Every three or four years, the 3-acre native prairie which we established with the help of the DNR and the Fish and Wildlife Service a number of years ago needs burning. It is a process that, for millions of years - billions, more likely - happened naturally courtesy of lightening and such; but we tend to prefer our fires a little more controlled here in the neighborhood of our home. And so it is that when conditions are right - meaning “dry enough” and “still enough,” the contractor appears with his crew and reduces the 6-7 foot tall grasses - the blue stems and switchgrass, the little bluestem and the June grass - to ash. And so it happened again last weekend.
Ferocious in its execution and stark in its aftermath, the burning is, nonetheless, therapeutically and horticulturally beneficial. The fire clears the accumulated detritus and debris that builds up across the seasons; it stunts the invasives, strengthening and vitalizing the forbs and the grasses, allowing them time to get a head start on growth. The fire is nature's channel of resiliency - deepening roots, opening seeds, and clearing the accumulated obstacles to growth.
I try to remember all that as I survey the scene through the windows that have sequestered us these past several weeks as a global pandemic has forced us into isolation. Our beloved prairie wreaks with a charred stench; it looks like a scar; and it feels like a death, though the truth of it, I have come to trust, is exactly the opposite.
I don’t know if, analogically - metaphorically - any of that has any resonance in this season outside of all of our windows that feels, for all the world, like death. But I am not unaware of all the accretions that build up in our cultures and lives that need purging; and the invasives that intervine our souls whose stunting would happily benefit us; and the hard-shelled seeds that only calamity can encourage open.

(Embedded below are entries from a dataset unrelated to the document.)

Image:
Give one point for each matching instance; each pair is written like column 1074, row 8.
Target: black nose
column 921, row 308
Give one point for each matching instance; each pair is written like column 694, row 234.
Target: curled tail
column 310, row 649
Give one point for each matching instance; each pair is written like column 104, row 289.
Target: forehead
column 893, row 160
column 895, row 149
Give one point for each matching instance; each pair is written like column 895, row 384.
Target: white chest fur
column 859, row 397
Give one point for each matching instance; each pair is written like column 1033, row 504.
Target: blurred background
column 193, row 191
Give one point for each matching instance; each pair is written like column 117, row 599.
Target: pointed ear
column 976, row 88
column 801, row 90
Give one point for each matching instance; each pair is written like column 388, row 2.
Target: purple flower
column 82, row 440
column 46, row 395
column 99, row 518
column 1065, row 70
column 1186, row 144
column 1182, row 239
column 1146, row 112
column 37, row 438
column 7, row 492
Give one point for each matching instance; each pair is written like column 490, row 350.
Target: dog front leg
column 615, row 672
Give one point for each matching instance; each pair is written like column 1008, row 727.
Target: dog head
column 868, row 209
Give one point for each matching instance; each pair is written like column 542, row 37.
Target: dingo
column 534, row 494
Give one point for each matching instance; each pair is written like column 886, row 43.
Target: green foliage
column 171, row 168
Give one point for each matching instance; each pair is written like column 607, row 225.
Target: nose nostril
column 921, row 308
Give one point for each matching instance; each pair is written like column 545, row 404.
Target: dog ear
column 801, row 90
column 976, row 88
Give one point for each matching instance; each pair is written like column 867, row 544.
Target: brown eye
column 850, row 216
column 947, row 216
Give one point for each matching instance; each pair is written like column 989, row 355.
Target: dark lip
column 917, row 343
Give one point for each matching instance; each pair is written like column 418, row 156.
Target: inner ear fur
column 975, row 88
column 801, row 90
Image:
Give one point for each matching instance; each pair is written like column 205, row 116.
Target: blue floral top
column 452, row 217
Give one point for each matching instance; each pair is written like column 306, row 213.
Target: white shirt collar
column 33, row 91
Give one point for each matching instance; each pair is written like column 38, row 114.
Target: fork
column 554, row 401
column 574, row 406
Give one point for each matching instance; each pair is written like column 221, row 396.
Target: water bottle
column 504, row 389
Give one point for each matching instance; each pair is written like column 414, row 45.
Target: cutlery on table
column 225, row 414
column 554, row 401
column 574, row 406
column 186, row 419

I recall the stories and insights of all the spiritual mystics - people like Teresa of Avila, John of the Cross, Julian of Norwich, Francis and Clare and more modern ones since for whom "suffering" was the doorway to profound enlightenment and depth; "torment" the window opening onto ecstasy and glory; for whom "humility" and "surrender" were discipleship - quite in contrast to our preference for tranquility and pleasure, and our determination to dominate and control.
Concurrently I recall all those biblical images of loss and gain, death and life that form the furrows of our faith…
…and I hope there is some transfering resonance. We grieve the loss of precious lives in this viral fire, there is no burnishing that pain. But we do not lament the exposure and loss of the lies we tell ourselves and each other, the arrogances we animate, the bigotries we protect, the delusion of independence we pridefully salute. These, perhaps, will all beneficially come to ash.
I try to see the blackened prairie through different eyes - vision shaped, in part, by Frederich Buechner who noted through the eyes of faith that, in God’s hands, “the worst thing is never the last thing.”
And so we take a deep breath, never minding the occasional residual whiff of fiery smoke, and continue our work as best we are able.
* Adapted from a meditation offered to the Trustees of Brite Divinity School, Fort Worth TX, April 24, 2020; the title modifying a phrase by Wendell Berry.